Elenchi regionali degli idonei: un decreto che penalizza esperienza, trasparenza ed equità
La pubblicazione del decreto è prevista entro il 31 dicembre
Si apprende dalla stampa e dalle dichiarazioni dei sindacati che, nel corso dell’informativa sindacale del 16 dicembre, è stata presentata la bozza di decreto ministeriale che darà attuazione alla norma sugli elenchi regionali dei candidati idonei ai concorsi ordinari.
La pubblicazione del decreto è prevista entro il 31 dicembre.
Parliamo di elenchi regionali per il ruolo riservati agli idonei dei concorsi ordinari dal 2020, ma i criteri proposti sollevano gravi e diffuse criticità.
- Il punteggio sarà determinato esclusivamente dalla somma dei risultati delle prove scritte e orali (comprese eventuali prove pratiche).
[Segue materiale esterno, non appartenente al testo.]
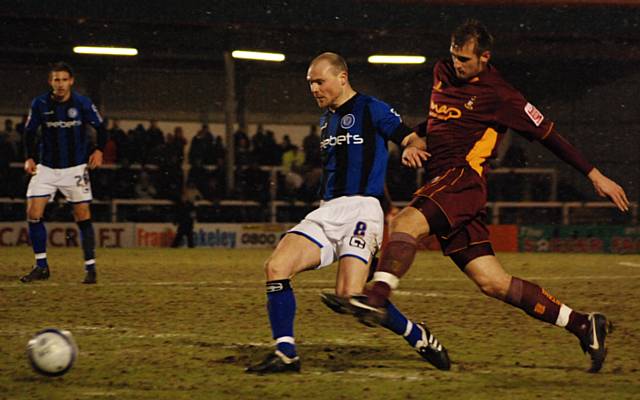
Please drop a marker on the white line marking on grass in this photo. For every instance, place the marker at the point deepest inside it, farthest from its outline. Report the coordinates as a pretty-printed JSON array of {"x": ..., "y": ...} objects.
[{"x": 629, "y": 264}]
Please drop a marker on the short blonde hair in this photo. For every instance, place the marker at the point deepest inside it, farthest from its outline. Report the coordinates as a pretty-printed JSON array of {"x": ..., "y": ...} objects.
[{"x": 337, "y": 62}]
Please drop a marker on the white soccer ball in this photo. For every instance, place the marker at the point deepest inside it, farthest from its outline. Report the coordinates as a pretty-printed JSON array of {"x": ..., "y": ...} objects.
[{"x": 52, "y": 352}]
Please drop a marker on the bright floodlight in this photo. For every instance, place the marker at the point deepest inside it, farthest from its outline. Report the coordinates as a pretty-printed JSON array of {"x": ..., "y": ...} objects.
[
  {"x": 257, "y": 55},
  {"x": 110, "y": 51},
  {"x": 384, "y": 59}
]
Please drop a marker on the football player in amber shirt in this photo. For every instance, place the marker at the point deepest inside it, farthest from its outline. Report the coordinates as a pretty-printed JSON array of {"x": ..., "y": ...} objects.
[{"x": 471, "y": 108}]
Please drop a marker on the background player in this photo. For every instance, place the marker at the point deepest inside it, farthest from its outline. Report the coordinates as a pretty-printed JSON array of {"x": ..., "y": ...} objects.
[
  {"x": 348, "y": 224},
  {"x": 62, "y": 151},
  {"x": 471, "y": 107}
]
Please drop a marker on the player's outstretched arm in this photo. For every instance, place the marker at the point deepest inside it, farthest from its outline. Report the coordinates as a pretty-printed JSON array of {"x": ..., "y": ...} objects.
[
  {"x": 415, "y": 151},
  {"x": 605, "y": 187},
  {"x": 95, "y": 159}
]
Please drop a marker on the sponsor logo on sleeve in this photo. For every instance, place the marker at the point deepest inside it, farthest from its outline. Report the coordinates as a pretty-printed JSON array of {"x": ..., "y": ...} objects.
[
  {"x": 533, "y": 113},
  {"x": 357, "y": 241}
]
Nessuna valutazione dei titoli culturali e di servizio.
Una scelta che appare francamente assurda, se si considera che per anni ai docenti è stato chiesto di:
conseguire titoli aggiuntivi,
acquisire certificazioni,
frequentare corsi spesso a pagamento,
accettare lunghi anni di precarietà.
Con questa impostazione, titoli, certificazioni e anni di servizio rischiano di avere un valore pressoché nullo.
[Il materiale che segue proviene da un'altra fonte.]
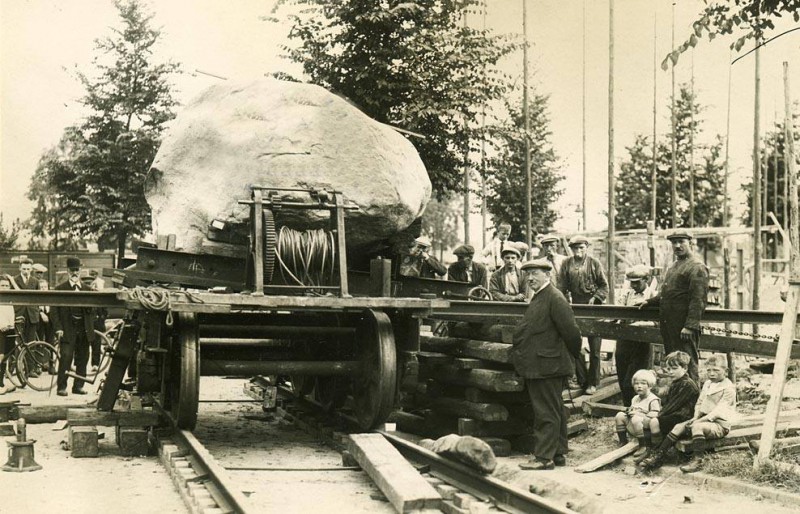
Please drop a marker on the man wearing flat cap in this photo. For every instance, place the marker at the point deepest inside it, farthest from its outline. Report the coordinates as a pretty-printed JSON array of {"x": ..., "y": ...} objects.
[
  {"x": 417, "y": 262},
  {"x": 74, "y": 327},
  {"x": 631, "y": 356},
  {"x": 466, "y": 269},
  {"x": 583, "y": 281},
  {"x": 682, "y": 300},
  {"x": 508, "y": 284},
  {"x": 546, "y": 342}
]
Il servizio svolto dai docenti precari, anche per molti anni, viene di fatto valutato zero. Un messaggio profondamente ingiusto e demotivante.
- Trasparenza assente
Altro punto critico: gli elenchi saranno consultabili esclusivamente dagli interessati tramite il sistema informativo del Ministero.
Una scelta poco trasparente.
Gli elenchi dovrebbero essere pubblici, per garantire correttezza, controllo e per prevenire storture, discrezionalità e favoritismi.
- Concorsi annuali = precarietà permanente
L’idea diffusa dei futuri concorsi annuali non porta stabilità, ma aumenta l’incertezza e rende il futuro dei precari ancora più fragile e imprevedibile.
Esclusioni discutibili e prive di una reale logica
Sono esclusi dagli elenchi:
i docenti che abbiano già un contratto a tempo indeterminato,
i docenti con contratto a tempo determinato finalizzato al ruolo.
Una scelta iniqua, perché si tratta di procedure diverse e idoneità diverse, che non dovrebbero escludersi a vicenda, confonde piani diversi e assimila impropriamente situazioni che non sono equivalenti.
Aver ottenuto un ruolo non annulla né rende superflua l’idoneità concorsuale conseguita successivamente o in una procedura distinta. L’idoneità certifica il superamento di prove selettive pubbliche e rimane tale, indipendentemente dallo status giuridico del docente. Escludere chi è già di ruolo significa trasformare il concorso da strumento di accertamento del merito a meccanismo condizionato dalla posizione amministrativa, non dalla competenza.
Per quanto riguarda i docenti con contratto a tempo determinato finalizzato al ruolo, la giustificazione appare ancora più debole. Anche se inseriti in un percorso di stabilizzazione, questi docenti:
- non sono ancora immessi in ruolo;
- sono soggetti a valutazione finale;
- possono, in linea teorica, non essere confermati.
Escluderli dagli elenchi equivale a considerarli già “definitivi”, anticipando un esito che non è ancora giuridicamente compiuto. Inoltre, si impedisce loro di avvalersi di un’idoneità ottenuta attraverso un concorso ordinario, che resta una procedura autonoma rispetto al percorso di immissione in ruolo.
- Una sola regione per tutti i concorsi superati
La norma prevede inoltre che ciascun candidato possa scegliere una sola regione, valida per tutte le procedure concorsuali superate.
Una previsione insensata, così come lo è non riconoscere alcuna priorità a chi ha svolto il concorso in una determinata regione, che rischia di essere sopravanzato da candidati provenienti da altre aree del Paese.
Secondo il Comitato Precari Uniti per la Scuola questa bozza non valorizza l’esperienza, non garantisce trasparenza e non offre né equità né stabilità.
La scuola pubblica non può essere costruita sull’azzeramento del servizio, sulla precarietà cronica, sull’esclusione di chi è risultato a un concorso ordinario pubblico e su regole percepite come ingiuste.
Servono correzioni profonde, prima che l’ennesima riforma si trasformi nell’ennesima penalizzazione per chi nella scuola lavora da anni.